Sharpness & District Silver Band

There have been three Sharpness Bands over the years and many failed attempts. The first band was formed before 1900 and was originally called the Sharpness Temperance Band.

This band had its problems: the bandsmen, many of whom were port workers at the local docks, used to practise at the Sharpness Union Church. The problem was that they liked the odd tipple or two and an old minute book disclosed that this was classed as breaking temperance, and many of the band members were asked to leave the band; soon membership became nearly nonexistent - more of the bandsmen were to be found at the pub instead of at the rehearsal! An extraordinary meeting was called and it was decided that the Band's name needed to be changed; they came up with the Sharpness & District Prize Band.

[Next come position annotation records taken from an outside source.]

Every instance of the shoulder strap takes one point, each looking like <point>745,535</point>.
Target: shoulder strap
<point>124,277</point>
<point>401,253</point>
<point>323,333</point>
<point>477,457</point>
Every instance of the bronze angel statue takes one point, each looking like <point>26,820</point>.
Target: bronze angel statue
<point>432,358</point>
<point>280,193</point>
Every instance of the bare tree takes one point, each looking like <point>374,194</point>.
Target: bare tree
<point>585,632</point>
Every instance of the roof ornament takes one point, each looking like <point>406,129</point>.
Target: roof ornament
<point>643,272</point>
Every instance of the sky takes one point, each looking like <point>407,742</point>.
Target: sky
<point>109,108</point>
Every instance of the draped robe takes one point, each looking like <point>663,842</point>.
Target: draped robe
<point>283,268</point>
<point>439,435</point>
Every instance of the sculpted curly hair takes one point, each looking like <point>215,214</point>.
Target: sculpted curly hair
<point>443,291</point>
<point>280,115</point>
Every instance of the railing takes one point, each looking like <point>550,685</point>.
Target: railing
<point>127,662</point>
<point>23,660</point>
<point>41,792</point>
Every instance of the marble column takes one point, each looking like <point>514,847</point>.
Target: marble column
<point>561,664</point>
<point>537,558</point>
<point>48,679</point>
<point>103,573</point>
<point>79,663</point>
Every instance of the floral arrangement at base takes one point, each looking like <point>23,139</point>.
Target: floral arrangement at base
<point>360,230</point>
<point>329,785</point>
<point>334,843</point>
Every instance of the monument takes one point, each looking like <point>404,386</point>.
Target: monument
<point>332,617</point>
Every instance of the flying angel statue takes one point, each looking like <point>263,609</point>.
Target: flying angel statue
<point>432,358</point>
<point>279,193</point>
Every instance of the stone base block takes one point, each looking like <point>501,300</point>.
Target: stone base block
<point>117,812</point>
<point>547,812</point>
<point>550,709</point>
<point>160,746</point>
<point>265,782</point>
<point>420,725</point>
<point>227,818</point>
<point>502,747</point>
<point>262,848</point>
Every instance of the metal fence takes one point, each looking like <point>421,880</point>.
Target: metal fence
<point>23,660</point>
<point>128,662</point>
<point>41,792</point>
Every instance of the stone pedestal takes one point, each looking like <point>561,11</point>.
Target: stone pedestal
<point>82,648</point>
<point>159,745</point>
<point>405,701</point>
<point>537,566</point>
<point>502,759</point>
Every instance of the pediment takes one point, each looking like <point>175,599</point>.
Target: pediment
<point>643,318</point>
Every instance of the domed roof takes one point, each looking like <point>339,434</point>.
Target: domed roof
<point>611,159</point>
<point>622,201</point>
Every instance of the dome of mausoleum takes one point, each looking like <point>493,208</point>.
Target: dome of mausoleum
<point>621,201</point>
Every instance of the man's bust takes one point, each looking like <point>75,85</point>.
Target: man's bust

The start of World War I saw the Band disperse with many of the players playing in military bands, but after the War they reunited and became even stronger; a big attraction was a man named Jack Portlock.

He was the Band's drummer and was known for the way he used to throw his batons when he marched; this earned him the name "Gentleman Jack". This band finally gave way to another band under the baton of Matt Francis and then Fred Smith. Many of the existing players stayed, including Cliff Priday on solo cornet and the masterly euphonium player George Short.

The band was enjoying local success when the outbreak of World War II saw the group disband. The instruments and the band room were sold and 600 was invested in War Bonds until a new band could be formed. After the war, many attempts were made to reform the band, but they were all doomed to failure.

In 1970 Mr. Reginald Ridler called many public meetings and he found, against all expectations, a very hearty response. A handful of brass band enthusiasts, aged between 9 and 17 and headed by Reg came together and for 6 months the newly formed band learnt the theory of music from a blackboard before they acquired a few instruments. After 18 months, they were ready to face the world (well, Sharpness anyway!) and the band proved once again to be a local success, and they still going strong today.